Richard Parks is like a young Orson Welles, brimming with talent and well into his cups… sorry I mean his cups are overflowing, myriads of mastery spilling into various fissures, gullets, open wounds. He can pick a bluegrass mandolin till your heart bleeds in harmony or skips a pulse, but that’s beside the point. Sort of. I’m here to kill a few birds with one stone. It’s Record Store Day this Saturday, April 21 and you should get out and buy some vinyl. Need to hurry up and use all the world’s oil so that we can switch to some sort of saltwater fusion energy and stop killing one another over the greasy stuff records are made from.
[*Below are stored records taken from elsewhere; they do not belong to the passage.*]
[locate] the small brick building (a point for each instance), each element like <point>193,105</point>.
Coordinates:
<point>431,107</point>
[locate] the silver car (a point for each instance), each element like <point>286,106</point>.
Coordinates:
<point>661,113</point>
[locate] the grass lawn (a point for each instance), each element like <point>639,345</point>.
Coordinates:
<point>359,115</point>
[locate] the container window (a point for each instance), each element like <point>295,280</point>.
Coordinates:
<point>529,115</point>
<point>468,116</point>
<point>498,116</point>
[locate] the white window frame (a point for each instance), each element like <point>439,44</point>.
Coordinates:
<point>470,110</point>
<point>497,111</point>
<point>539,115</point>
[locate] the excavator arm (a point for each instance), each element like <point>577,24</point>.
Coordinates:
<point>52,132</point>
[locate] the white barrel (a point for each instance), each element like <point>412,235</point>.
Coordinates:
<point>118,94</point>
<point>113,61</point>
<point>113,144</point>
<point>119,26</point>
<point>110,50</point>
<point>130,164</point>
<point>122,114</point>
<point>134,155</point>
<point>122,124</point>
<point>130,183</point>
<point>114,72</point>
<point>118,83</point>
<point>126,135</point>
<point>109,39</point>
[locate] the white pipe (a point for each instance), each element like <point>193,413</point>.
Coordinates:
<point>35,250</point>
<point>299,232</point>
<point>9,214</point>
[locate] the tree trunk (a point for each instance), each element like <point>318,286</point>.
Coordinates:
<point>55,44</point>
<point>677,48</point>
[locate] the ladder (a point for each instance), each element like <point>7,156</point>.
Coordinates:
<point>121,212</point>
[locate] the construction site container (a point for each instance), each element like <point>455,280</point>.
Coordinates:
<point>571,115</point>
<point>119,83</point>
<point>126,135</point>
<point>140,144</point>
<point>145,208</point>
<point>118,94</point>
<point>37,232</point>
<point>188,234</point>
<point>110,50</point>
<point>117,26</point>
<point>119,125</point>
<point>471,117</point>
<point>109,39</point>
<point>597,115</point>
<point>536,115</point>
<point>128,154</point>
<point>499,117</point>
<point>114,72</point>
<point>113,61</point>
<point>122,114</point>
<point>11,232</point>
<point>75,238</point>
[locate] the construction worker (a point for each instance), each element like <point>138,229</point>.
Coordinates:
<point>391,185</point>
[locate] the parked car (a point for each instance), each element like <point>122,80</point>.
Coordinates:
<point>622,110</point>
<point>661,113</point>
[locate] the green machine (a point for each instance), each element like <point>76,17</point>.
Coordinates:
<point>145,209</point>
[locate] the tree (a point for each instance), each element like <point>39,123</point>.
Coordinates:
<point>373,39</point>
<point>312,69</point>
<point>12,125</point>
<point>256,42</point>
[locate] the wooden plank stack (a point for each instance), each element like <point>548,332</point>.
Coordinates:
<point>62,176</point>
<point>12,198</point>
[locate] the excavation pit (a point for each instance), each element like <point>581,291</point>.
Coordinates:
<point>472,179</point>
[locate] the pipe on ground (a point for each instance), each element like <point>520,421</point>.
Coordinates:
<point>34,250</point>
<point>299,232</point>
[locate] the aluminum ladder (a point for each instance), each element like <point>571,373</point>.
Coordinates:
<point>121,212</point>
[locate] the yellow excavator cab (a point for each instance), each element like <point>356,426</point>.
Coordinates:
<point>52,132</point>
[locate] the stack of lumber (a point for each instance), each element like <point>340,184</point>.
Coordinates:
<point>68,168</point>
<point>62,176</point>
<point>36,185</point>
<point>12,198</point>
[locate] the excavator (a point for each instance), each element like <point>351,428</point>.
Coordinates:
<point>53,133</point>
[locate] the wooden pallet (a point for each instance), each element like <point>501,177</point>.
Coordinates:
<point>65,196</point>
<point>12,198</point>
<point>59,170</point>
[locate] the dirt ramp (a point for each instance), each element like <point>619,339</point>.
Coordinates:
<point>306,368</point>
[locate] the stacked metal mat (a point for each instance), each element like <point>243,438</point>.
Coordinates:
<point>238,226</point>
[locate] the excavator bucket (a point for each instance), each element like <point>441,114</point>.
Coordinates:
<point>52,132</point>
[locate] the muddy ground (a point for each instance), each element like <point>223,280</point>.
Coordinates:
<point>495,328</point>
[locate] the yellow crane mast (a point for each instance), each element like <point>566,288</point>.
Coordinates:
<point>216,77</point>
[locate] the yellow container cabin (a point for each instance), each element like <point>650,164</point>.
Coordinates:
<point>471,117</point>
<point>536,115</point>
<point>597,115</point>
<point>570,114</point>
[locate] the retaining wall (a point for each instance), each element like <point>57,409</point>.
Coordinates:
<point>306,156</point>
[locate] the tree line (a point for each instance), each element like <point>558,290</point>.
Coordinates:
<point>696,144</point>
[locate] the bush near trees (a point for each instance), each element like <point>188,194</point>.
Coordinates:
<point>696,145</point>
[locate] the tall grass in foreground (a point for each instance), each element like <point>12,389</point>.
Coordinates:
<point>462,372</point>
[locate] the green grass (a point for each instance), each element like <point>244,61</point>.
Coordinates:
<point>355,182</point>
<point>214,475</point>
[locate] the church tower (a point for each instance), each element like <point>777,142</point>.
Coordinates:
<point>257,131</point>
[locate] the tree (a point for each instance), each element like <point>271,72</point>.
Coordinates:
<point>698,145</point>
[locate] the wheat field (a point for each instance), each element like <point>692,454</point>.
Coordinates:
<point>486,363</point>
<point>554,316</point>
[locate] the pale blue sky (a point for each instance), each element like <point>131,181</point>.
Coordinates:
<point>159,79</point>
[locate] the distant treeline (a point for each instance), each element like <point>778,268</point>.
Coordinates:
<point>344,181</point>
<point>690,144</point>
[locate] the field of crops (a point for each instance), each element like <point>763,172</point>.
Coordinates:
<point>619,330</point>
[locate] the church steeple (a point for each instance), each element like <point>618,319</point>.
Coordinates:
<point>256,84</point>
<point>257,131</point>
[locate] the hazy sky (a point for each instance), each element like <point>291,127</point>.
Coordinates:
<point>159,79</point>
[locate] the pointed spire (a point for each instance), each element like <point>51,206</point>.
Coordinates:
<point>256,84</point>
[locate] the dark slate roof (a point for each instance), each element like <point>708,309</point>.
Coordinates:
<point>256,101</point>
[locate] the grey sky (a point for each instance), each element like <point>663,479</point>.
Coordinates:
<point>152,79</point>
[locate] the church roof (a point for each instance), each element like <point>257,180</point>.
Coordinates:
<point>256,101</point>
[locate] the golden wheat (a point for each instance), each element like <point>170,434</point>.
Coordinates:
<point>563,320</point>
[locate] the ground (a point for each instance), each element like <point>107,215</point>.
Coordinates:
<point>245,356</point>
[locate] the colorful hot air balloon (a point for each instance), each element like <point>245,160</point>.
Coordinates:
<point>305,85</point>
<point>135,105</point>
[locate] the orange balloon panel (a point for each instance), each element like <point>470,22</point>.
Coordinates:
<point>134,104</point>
Regardless, we should all enjoy and recycle the used records still out there piling high till the grooves run out. Murray Gershanz, 88, the subject of Richard Parks’ first short documentary is a sometimes character actor who has run a record store called Music Man Murray in Los Angeles for forever. He has a billion records for sale (a slight stretch), and most he has listened to and catalogued; the stuff he knows may go extinct he’s painstakingly transferred to reel to reel. His son kind of chokes up realizing there’s so much he won’t get a chance to listen to before he dies. And Murray’s cooly trying to find a buyer for the place before he departs this earth. It’s worth 3 to 4 million he figures, but he’ll settle for $500,000. Else the dumpster awaits, and everyone from star DJs to opera students to comic Sarah Silverman will opine the loss of Murray and the possible death of his legacy. Parks’ film is a trippy paced short doc, partly because it’s scored by Parks’ father Van Dyke (nuff said eh?) and gives the impression of coming from a live orchestra pit. The cavernous narrow paths of the store lined to the ceiling with recorded music are beautifully shot, such rich darkness, hard to cull on video, reminiscent of Werner Herzog’s Cave of Forgotten Dreams and some of Parks’ center-justified framing echoes the great Errol Morris. But it’s the attention to character and good storytelling that steals the show. Here’s to the dawn of a great documentarian paying homage to a great collector of culture. Torches passing, check it. It premiers, yes, Record Store Day! on The Documentary Channel, Saturday April 21. Societche! -CM

PS: Music Man Murray will be streaming April 21-27 on NPR’s All Things Considered. Don’t miss.